I would speculate that most companies make this investment without specific strategy or process on hand, and some companies do it to manage the reputation of their brands or in other words, to do PR damage control and risk mitigation. A very few do so to systematically improve their customers’ experience.

Most of Social Media chatter has relatively low value for opinion mining efforts, which need to be given attention if you want to extract actionable knowledge for systematic change.

Furthermore, it is important to understand the differences between the types of communications that use Social Media channels:

  • People often refer to Word of Mouth (WOM) in Social Media as a buzz and focus too much on technology at the expense of the appropriate targets, actions and measurements.
  • The Voice of the Customer (VOC) is a subset of WOM that can be directly attributed to the customers of your product. It is very similar and as valuable as, if not more valuable than, customer feedback collected by many companies through their “walled garden” channels at a great expense.

The opinion mining operation that is focused on the Voice of the Customer “ore” delivers significantly higher yield compared to the overall Social Media buzz in terms of actionable knowledge. It is possible because it provides a very close correlation to specific products and often describes holistic customer experience with these products. I refer to “holistic customer experience” in the context of the customer’s effort required to achieve a desired outcome. An example of a desirable outcome is a new roof for the house or a quality audio experience while exercising in a gym.

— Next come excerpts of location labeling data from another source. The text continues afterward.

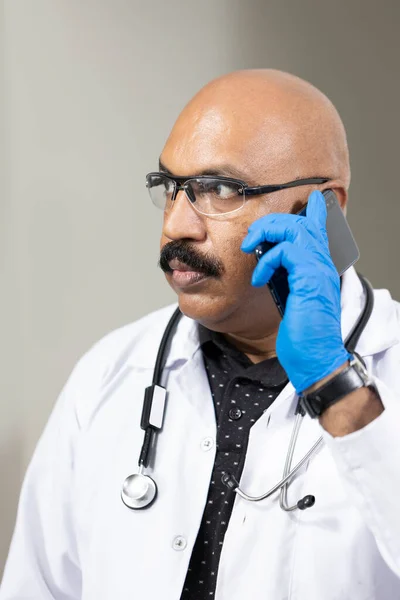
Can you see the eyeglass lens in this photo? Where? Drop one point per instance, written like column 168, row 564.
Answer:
column 208, row 195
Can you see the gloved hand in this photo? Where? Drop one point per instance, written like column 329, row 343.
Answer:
column 309, row 343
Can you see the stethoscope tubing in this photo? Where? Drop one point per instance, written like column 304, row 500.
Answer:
column 288, row 473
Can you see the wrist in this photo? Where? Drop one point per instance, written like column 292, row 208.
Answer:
column 347, row 378
column 324, row 380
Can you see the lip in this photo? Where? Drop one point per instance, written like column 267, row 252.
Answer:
column 184, row 279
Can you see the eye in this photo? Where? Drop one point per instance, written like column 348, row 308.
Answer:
column 222, row 190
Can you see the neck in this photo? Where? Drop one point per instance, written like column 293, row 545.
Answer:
column 256, row 349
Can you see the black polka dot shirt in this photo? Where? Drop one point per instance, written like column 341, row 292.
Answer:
column 241, row 392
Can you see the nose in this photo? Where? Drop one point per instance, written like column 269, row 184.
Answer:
column 181, row 221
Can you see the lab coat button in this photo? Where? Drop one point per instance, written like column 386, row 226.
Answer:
column 179, row 543
column 207, row 444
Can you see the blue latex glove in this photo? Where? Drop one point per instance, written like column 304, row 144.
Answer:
column 309, row 343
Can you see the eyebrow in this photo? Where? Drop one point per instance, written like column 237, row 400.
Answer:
column 222, row 171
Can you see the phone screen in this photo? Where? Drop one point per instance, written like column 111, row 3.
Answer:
column 342, row 247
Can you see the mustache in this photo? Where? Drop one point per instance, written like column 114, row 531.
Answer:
column 184, row 252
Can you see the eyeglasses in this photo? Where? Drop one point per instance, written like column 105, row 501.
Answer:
column 210, row 195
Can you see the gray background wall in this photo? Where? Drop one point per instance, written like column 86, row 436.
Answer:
column 90, row 91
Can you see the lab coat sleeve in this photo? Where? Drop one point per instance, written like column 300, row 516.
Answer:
column 369, row 462
column 43, row 561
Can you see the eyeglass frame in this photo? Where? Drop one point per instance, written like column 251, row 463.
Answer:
column 246, row 190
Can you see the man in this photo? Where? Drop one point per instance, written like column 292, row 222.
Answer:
column 234, row 373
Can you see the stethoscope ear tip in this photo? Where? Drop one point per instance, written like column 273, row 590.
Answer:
column 306, row 502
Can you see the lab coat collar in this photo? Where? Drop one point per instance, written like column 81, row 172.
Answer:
column 381, row 331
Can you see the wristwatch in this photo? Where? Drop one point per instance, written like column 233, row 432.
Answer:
column 350, row 379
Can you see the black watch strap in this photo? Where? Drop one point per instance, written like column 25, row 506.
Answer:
column 350, row 379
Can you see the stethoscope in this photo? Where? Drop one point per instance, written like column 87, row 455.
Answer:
column 140, row 490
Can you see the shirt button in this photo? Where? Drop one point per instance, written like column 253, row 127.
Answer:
column 179, row 543
column 207, row 444
column 235, row 414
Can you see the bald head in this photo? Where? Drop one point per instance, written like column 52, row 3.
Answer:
column 273, row 127
column 262, row 127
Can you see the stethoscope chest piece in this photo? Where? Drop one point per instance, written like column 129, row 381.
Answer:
column 138, row 491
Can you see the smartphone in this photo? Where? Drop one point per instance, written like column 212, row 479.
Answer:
column 342, row 246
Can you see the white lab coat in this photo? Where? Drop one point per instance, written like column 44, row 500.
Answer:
column 74, row 538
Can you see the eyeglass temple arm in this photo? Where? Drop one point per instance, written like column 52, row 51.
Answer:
column 267, row 189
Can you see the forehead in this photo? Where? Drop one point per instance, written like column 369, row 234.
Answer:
column 204, row 138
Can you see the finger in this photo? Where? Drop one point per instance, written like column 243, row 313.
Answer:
column 285, row 255
column 275, row 228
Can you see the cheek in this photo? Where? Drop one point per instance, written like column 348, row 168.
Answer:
column 238, row 265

We consider all steps – from the initial purchase research to the selection, purchase, delivery and setup, and to a completed realization of the desired outcome – measure it as a difference between the customer’s expectations and their perception of reality (their actual experience). Examples of VOC “ore” include—in ascending order—customer forums, blogs and customer reviews published online.

Recent Forrester’s research found that 14% of executives surveyed said that their companies don’t solicit customer feedback at all, while 56% of the respondents said—or were not sure if—their companies do not have a formal VOC program. However, the most shocking finding is that nearly one out of every four executives said that they seldom or never use customer feedback to change a business process (source: http://www.mediapost.com/publications/?fa=Articles.showArticle&art_aid=142811).

The Temkin Group research identified it as the one of Top 10 Customer Experience Incompetencies, as shown in the table on the left.

There is a good reason why so many companies find it difficult to mine Social Media for improving customer experience:  most content generated by customers is unusable by corporate information systems that are built to process structured data.

 

The following steps have to be taken to address the big challenge of translating seemingly anecdotal evidence into a scalable, corporate process:

  1. Aggregation, capture, cleansing and authentication of Voice of Customer data
  2. Conversion of this data into structured information
  3. Alignment of this information with corporate targets, i.e. conversion of this information into corporate knowledge
  4. Integration of that knowledge into existing, repeatable business process.